Data processing pipelines represent an important slice of the astronomical software library that include chains of processes that transform raw data into valuable information via data reduction and analysis. In this work we present Corral, a Python framework for astronomical pipeline generation. Corral features a Model-View-Controller design pattern on top of an SQL Relational Database capable of handling: custom data models; processing stages; and communication alerts, and also provides automatic quality and structural metrics based on unit testing. The Model-View-Controller provides concept separation between the user logic and the data models, delivering at the same time multi-processing and distributed computing capabilities. Corral represents an improvement over commonly found data processing pipelines in Astronomy since the design pattern eases the programmer from dealing with processing flow and parallelization issues, allowing them to focus on the specific algorithms needed for the successive data transformations and at the same time provides a broad measure of quality over the created pipeline. Corral and working examples of pipelines that use it are available to the community at https://github.com/toros-astro.

💡 Research Summary

The paper presents Corral, an open‑source Python framework designed to simplify the creation, execution, and quality assurance of astronomical data processing pipelines. Modern astronomical facilities generate petabyte‑scale data streams that must be ingested, transformed, and stored with high reliability and speed. Existing pipeline tools such as Luigi, OPUS, and Kira address distribution or workflow definition, but they often lack a unified architecture that cleanly separates data models from processing logic and provides built‑in quality metrics.

Corral adopts the Model‑View‑Controller (MVC) design pattern and reinterprets its components for pipeline use: Model defines the relational database schema (via SQLAlchemy) that holds raw inputs, intermediate products, and final results; Step (derived from Controllers) implements the actual data transformations, including a single Loader that seeds the pipeline; Alert (derived from Views) records events, warnings, and errors, enabling automated monitoring and recovery. By storing all intermediate state in a relational database, Corral guarantees transactional consistency across parallel processes and makes the pipeline inherently reproducible.

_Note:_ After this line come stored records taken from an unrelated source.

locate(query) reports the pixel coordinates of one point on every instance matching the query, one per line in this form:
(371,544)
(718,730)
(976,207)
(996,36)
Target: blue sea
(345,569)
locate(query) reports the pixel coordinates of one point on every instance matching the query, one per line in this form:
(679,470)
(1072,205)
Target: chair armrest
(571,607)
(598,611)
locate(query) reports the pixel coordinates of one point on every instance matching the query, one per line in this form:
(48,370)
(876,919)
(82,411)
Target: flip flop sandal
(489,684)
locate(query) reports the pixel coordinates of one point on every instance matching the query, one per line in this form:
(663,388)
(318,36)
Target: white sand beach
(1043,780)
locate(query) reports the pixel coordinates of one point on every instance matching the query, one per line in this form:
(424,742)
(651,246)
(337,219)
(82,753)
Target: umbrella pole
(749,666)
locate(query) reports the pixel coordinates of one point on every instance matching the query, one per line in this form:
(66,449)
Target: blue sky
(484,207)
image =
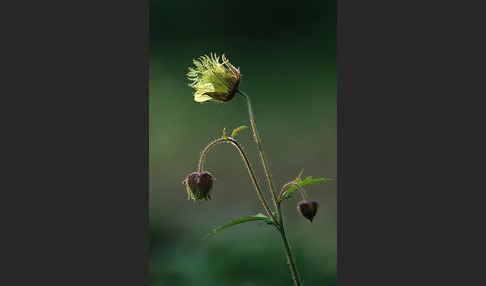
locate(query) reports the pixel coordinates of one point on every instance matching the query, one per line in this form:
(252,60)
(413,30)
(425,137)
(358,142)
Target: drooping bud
(198,185)
(307,209)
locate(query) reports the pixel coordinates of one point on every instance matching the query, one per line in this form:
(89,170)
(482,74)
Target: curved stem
(302,191)
(260,149)
(288,253)
(248,166)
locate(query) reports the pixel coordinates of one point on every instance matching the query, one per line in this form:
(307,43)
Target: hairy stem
(293,269)
(288,253)
(260,148)
(248,167)
(304,195)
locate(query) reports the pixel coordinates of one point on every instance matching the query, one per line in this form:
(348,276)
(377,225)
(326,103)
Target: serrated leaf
(306,182)
(236,130)
(257,217)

Parallelism is achieved through Python’s multiprocessing module. Each Step class can be instantiated as an independent process; steps that have no data dependencies are automatically executed concurrently, exploiting multi‑core CPUs and, when configured, distributed clusters that share the same database backend (SQLite for single‑node, PostgreSQL or Hive for larger installations). This design eliminates the need for the developer to manage thread pools, locks, or inter‑process communication manually.

A central contribution of Corral is its built‑in quality‑assurance subsystem. The framework encourages the use of the standard unittest library; after test execution it computes code coverage percentages, highlighting untested code paths. It also integrates profiling tools to collect CPU, memory, and I/O statistics, and it runs style‑checkers to count deviations from a prescribed coding standard, providing a quantitative maintainability score. These metrics are automatically gathered for each pipeline run and can be stored alongside processing results for later audit.

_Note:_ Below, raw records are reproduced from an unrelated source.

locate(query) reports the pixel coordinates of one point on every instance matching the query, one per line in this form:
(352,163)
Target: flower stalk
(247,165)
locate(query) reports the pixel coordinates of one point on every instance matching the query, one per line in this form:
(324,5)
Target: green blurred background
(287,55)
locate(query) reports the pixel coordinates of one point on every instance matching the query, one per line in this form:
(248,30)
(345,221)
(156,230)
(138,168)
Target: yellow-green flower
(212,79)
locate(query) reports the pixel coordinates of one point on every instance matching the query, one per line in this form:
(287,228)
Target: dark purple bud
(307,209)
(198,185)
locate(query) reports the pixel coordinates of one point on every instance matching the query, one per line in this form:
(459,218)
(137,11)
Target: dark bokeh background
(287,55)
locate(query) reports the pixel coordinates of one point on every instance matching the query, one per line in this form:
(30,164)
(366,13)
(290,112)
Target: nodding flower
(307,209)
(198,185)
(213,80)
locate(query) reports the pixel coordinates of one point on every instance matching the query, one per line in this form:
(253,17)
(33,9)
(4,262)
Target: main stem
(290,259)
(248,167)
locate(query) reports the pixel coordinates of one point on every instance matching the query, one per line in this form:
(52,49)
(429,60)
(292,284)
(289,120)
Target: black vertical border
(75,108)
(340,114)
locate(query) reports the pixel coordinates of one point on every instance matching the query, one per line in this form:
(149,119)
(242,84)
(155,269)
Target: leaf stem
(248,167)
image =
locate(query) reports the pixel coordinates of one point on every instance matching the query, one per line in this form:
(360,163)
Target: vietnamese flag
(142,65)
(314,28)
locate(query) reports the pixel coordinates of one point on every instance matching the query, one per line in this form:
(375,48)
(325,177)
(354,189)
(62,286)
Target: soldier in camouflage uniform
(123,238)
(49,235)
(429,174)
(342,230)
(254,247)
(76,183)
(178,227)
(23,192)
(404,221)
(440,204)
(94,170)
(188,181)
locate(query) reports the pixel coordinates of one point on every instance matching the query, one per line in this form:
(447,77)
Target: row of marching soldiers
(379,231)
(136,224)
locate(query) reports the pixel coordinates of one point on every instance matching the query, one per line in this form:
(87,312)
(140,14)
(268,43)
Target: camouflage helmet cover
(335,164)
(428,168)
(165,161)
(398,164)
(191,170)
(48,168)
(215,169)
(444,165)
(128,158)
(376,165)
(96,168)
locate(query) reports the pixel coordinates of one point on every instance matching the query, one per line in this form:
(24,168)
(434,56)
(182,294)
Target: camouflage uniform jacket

The authors describe the implementation details: Python 3 serves as the language base, leveraging the extensive scientific ecosystem (NumPy, SciPy, AstroPy, etc.). SQLAlchemy abstracts the underlying SQL dialect, allowing seamless migration between SQLite, PostgreSQL, or Hadoop‑based solutions. The framework is released under a BSD‑3 license and hosted on GitHub, where documentation, tutorials, and several example pipelines are provided.

A concrete case study is the TOROS (Transient Optical Robotic Observatory of the South) project, which operates a robotic telescope at 4,600 m altitude in a remote location with limited network connectivity. TOROS required an on‑site pipeline capable of ingesting raw images, performing bias/dark/flat correction, source extraction, and transient candidate identification, all while being tolerant to hardware failures. By employing Corral, the team built a fully automated workflow that runs on a modest multi‑core server, stores all intermediate products in a local PostgreSQL instance, and generates alerts for any processing anomalies. The system demonstrated reliable performance during the O1 LIGO observing run and is slated for deployment on the upcoming wide‑field telescope at Cerro Macón.

In a comparative analysis (see Appendix B), Corral is shown to outperform peer frameworks in three key dimensions: (1) a clear MVC‑derived separation of concerns that eases code maintenance; (2) native support for database‑backed state management, enabling reproducibility and easy inspection; (3) integrated quality‑metric collection (unit‑test coverage, profiling, style compliance) without external tooling.

The paper concludes by outlining future work: extending the framework to support more complex directed‑acyclic‑graph (DAG) workflows, adding plug‑in mechanisms for custom resource managers, and exploring cloud‑native deployment options (e.g., Kubernetes). Corral thus positions itself as a robust, extensible foundation for next‑generation astronomical pipelines that demand both high performance and rigorous software quality.